On a warm June night that season, the Daytona Cubs hosted the Fort Myers Miracle, now known as the Fort Myers Mighty Mussels. Fort Myers started LHP Matt Tomshaw, now in the Chicago White Sox organization. The Cubs’ starter that night was right-hander Zach Cates, who is no longer in baseball.
The 16th overall prospect Báez stepped to the plate in the bottom of the first. On a 2-2 pitch, Báez drilled one the opposite way over the fence for a two-run home run. At the start of the third, the 20-year-old stepped to the plate, this time hitting a solo home run to dead center field. In the fifth, Báez’s third trip to the plate, he once again went yard in as many plate appearances, on the at-bat’s first pitch, a three-run home run. A grand slam away from a home run cycle
As the bottom of the seventh commenced, fans were in for a treat. Only once before had it been done in the 94 years of the Florida State League, where a player hit four home runs in one game. The kid who would become known across baseball as ‘El Mago’ stepped to the plate amidst an anxious crowd of 1,775 fans, and, in true Báez fashion, mashed a first-pitch fastball, hooking it just inside the left-field foul pole to accomplish what only one other had done before him.
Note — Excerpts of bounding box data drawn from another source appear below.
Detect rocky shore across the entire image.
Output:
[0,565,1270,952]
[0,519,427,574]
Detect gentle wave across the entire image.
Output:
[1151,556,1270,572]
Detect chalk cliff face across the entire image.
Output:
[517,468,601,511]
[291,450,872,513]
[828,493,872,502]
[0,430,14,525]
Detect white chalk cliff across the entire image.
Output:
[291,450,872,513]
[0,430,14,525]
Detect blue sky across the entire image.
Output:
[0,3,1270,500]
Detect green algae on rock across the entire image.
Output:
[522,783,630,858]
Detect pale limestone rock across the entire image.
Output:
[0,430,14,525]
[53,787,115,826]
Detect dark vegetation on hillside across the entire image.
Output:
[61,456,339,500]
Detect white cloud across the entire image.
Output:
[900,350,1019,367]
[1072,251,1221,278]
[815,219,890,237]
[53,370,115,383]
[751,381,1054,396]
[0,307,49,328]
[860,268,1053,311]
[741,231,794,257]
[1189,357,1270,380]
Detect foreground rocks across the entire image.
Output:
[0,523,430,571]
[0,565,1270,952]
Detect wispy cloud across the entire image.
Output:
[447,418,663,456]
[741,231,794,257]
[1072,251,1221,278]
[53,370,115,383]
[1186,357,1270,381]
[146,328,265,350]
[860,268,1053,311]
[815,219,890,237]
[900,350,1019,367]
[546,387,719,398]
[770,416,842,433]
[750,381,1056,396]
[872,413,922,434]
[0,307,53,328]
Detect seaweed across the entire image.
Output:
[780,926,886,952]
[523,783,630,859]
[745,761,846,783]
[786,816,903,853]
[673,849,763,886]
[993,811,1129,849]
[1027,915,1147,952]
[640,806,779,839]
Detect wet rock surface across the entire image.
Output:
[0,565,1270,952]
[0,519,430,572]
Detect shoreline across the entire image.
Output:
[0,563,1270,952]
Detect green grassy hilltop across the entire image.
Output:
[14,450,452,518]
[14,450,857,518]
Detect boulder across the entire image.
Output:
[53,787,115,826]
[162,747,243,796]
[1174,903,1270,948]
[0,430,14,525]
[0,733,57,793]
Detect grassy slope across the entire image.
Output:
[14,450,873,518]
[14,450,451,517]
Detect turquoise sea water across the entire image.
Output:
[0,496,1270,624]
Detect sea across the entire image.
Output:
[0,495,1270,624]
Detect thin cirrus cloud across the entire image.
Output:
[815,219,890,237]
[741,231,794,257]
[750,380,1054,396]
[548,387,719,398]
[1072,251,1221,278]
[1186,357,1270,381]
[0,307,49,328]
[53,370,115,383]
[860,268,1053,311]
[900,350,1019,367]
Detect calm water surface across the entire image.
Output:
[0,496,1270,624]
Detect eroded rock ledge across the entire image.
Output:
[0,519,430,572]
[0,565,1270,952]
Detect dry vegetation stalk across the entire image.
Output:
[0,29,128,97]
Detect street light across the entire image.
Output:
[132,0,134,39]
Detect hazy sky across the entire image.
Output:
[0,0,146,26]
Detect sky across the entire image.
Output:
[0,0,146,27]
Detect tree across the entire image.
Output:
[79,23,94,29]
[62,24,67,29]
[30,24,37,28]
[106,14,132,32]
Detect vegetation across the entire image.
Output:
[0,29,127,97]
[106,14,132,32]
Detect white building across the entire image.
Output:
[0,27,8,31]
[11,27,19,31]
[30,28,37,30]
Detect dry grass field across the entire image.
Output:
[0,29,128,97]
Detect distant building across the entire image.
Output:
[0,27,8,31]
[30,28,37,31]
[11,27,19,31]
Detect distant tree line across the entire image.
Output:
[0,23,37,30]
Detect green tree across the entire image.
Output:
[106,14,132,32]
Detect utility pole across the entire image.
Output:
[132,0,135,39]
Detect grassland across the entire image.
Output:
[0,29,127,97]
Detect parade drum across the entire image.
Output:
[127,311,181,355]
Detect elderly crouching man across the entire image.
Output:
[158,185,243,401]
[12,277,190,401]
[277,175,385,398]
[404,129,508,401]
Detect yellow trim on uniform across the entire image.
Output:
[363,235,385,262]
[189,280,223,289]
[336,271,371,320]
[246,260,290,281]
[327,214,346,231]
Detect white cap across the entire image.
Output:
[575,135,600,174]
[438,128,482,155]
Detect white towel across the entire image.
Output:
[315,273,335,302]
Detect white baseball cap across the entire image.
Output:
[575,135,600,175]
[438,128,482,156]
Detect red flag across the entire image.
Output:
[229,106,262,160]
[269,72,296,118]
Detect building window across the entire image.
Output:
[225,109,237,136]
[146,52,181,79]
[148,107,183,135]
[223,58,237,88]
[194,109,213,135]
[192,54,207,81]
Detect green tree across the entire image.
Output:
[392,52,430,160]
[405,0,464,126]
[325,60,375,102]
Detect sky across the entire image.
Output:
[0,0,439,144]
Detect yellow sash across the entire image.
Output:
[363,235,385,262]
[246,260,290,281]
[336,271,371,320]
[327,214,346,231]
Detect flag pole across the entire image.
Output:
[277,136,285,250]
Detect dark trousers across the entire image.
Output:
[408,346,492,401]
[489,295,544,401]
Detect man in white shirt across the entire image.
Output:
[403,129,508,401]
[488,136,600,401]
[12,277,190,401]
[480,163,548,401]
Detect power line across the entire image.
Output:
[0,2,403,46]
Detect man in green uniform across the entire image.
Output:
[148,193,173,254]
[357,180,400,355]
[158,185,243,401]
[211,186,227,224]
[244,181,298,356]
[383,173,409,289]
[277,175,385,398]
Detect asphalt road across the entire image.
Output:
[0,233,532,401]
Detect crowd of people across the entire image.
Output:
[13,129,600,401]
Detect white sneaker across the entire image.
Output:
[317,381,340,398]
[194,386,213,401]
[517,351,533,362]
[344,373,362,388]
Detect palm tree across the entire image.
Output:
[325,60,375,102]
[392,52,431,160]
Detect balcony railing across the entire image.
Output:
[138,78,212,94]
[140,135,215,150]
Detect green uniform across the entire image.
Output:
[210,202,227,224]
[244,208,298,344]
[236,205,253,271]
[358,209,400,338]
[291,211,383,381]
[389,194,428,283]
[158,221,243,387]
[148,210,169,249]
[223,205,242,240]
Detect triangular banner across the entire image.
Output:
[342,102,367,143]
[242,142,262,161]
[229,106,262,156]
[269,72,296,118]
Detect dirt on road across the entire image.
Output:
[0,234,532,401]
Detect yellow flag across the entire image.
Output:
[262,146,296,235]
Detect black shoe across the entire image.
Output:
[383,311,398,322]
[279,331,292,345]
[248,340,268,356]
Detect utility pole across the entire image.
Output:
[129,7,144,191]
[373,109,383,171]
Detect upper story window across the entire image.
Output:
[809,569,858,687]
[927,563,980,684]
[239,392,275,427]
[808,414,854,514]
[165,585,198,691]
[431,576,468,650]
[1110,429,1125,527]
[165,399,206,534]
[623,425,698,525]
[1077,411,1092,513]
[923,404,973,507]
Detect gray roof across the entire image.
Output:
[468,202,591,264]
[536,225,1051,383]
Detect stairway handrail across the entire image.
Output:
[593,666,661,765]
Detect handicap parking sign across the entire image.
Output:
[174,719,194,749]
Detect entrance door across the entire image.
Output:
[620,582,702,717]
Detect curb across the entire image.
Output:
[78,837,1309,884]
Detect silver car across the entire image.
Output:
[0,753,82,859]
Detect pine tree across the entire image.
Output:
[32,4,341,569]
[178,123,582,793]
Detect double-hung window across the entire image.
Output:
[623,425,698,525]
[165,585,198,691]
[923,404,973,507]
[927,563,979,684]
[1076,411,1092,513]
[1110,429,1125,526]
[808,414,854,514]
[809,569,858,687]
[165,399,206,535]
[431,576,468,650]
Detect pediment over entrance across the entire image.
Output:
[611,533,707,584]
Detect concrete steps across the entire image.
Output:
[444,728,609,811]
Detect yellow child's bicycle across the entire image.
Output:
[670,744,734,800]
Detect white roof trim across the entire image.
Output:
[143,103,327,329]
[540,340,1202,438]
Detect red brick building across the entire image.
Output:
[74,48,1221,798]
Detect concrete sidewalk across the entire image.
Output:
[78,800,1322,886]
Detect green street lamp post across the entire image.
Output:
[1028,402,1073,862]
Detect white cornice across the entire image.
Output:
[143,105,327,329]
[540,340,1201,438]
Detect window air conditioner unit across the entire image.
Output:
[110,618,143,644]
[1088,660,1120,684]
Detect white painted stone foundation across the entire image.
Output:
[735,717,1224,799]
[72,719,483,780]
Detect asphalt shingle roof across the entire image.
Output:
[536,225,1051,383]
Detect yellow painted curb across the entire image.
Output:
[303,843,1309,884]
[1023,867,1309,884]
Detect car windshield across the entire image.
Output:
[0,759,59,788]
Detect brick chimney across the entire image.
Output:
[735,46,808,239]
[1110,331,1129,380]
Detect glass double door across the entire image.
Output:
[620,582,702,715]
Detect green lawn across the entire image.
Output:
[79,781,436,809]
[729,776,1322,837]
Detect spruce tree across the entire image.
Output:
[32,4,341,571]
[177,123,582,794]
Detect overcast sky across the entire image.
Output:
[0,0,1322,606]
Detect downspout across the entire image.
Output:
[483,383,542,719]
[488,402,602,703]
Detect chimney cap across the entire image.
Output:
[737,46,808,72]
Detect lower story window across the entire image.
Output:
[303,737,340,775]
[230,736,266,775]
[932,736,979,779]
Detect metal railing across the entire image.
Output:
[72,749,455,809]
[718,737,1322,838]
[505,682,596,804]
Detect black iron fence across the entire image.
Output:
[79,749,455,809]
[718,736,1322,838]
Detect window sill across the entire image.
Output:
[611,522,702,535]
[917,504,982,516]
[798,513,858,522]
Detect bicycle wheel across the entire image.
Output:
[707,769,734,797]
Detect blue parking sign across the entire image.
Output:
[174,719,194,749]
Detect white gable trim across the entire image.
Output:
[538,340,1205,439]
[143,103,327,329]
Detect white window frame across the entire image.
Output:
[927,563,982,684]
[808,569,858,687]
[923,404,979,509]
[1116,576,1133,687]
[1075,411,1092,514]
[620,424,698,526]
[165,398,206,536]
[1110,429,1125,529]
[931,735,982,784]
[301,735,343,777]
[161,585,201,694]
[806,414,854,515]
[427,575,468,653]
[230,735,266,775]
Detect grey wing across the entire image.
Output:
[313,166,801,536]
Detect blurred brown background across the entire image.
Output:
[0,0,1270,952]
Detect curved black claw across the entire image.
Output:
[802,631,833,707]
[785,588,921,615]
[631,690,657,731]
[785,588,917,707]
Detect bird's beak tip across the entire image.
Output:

Báez finished the night 4-for-4, driving in seven runs with his four taters. He earned FSL All-Star honors the week prior and set his course for history with the record performance. Cubs fans have come to know and love Báez over the past almost-decade, and as fun as everything he has already accomplished to this point in his career is, this single-game performance takes the cake.